3. 49ers T Trent Williams vs. Buccaneers OLB Yaya Diaby
The 49ers were thrilled to get Trent Williams back in action following their bye week after he had missed two games with an ankle injury. Williams is 35 but more dominant than ever in the back half of his career, as he was a first-team Associated Press All-Pro selection for the first two times in 2021 and 2022. He has been selected to 10 consecutive Pro Bowls. According to Pro Football Focus, he has yet to be responsible for allowing a sack this season, and when the 49ers played the Cowboys earlier in the season he did not surrender a QB pressure to all-world edge rusher Micah Parsons. Rookie Yaya Diaby is an ascending player for the Buccaneers and his coaches are starting to put him on the field more and more often. Last week against Tennessee he logged the second-most snaps of the team's six outside linebackers, in part because the team wanted his strong run-stopping skills on the field against Derrick Henry. Diaby made a big impact, not only in slowing down Henry but also with his second career sack plus two QB hits and two tackles for loss. Diaby has rushed from both ends of the line this season so he should have some encounters with Williams on Sunday. Against the Titans, Diaby rushed the passer 17 times and recorded four quarterback pressures for a 23.5% pressure rate that was easily his best performance so far this season.

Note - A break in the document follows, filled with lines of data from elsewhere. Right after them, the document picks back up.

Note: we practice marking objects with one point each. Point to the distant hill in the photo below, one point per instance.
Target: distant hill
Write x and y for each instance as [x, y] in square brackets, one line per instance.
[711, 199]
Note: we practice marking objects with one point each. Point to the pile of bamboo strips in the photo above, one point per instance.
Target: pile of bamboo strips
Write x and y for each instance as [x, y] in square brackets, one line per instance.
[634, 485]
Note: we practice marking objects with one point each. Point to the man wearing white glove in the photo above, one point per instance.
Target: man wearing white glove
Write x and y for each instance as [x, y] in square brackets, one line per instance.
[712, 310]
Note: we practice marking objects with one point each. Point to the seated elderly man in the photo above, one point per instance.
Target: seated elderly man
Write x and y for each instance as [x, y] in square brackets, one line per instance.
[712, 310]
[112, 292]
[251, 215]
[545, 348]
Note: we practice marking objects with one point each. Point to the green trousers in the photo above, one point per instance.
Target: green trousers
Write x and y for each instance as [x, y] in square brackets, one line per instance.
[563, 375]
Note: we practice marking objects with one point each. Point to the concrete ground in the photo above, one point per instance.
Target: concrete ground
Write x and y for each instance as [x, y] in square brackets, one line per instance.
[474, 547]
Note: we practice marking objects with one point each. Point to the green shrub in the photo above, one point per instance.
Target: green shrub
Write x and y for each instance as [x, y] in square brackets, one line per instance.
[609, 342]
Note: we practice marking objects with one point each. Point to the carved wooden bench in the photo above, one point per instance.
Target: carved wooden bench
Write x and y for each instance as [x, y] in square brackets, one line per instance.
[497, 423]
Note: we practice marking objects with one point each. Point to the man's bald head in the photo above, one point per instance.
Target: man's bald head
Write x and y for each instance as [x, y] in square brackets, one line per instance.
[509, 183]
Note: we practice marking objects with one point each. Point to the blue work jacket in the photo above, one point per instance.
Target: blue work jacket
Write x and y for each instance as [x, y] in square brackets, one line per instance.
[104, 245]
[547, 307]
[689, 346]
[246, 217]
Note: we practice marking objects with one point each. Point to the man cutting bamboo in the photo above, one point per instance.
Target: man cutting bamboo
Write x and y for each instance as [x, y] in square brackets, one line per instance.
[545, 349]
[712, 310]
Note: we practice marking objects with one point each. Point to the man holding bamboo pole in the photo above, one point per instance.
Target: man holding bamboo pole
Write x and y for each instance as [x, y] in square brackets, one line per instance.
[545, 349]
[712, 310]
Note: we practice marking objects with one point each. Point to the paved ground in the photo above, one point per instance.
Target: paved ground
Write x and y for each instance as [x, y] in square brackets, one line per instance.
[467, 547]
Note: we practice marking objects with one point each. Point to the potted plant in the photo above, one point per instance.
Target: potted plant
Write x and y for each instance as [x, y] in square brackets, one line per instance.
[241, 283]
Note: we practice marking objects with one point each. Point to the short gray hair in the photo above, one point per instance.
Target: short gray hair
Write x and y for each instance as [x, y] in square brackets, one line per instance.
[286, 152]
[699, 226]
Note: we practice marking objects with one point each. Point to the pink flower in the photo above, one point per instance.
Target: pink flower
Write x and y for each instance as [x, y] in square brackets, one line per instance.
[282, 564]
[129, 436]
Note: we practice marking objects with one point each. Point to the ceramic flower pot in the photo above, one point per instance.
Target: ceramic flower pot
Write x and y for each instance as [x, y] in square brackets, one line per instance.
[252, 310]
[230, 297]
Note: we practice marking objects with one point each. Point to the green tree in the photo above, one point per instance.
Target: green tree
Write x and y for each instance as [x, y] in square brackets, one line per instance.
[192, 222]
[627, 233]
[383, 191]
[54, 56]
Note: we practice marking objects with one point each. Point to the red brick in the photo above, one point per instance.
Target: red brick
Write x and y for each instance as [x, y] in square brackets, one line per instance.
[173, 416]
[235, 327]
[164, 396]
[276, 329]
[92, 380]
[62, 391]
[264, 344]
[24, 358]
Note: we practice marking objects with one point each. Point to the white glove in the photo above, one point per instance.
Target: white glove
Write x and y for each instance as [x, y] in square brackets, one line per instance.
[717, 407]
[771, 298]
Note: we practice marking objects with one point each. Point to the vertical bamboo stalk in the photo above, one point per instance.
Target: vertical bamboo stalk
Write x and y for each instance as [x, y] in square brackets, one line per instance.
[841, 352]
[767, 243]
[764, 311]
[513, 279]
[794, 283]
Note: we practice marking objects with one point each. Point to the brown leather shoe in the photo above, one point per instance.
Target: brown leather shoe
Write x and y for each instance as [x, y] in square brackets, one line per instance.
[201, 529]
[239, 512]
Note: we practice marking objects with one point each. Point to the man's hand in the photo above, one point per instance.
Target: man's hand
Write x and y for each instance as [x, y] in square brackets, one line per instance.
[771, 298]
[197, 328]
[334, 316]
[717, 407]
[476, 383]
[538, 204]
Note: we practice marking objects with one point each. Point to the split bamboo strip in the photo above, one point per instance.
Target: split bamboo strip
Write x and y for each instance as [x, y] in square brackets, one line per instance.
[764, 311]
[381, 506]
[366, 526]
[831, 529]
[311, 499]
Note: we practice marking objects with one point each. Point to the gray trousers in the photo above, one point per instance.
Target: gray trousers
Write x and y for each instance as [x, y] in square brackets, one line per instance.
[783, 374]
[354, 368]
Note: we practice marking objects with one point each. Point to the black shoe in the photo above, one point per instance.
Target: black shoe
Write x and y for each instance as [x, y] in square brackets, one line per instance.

4. Buccaneers RB Rachaad White vs. 49ers LB Fred Warner
Warner is one of the NFL's preeminent middle-of-the-field menaces, routinely shutting down opposing team's pass attempts in that area. According to NFL Next Gen Stats, he has allowed -27.5 receptions over expected since he was drafted in 2018, the best mark in the NFL regardless of position. From 2018-22, the 49ers' defense allowed fewer completions to the intermediate middle of the field than any other team in the league, largely because of Warner. In addition to his team-leading 78 tackles, Warner already has three interceptions and six passes defensed this season. All of these pass-stopping statistics are particularly important for the Buccaneers this week because getting the ball to running back Rachaad White in space has become one of their most effective ways of picking up yards and moving the chains. White ranks second only to Christian McCaffrey in receiving yards by a running back this season and just last weekend broke off a dazzling 43-yard touchdown scamper on a screen pass. White is excellent at making the first defender in his path miss and he has shown a knack for playing off his downfield blocks when he gets on the move.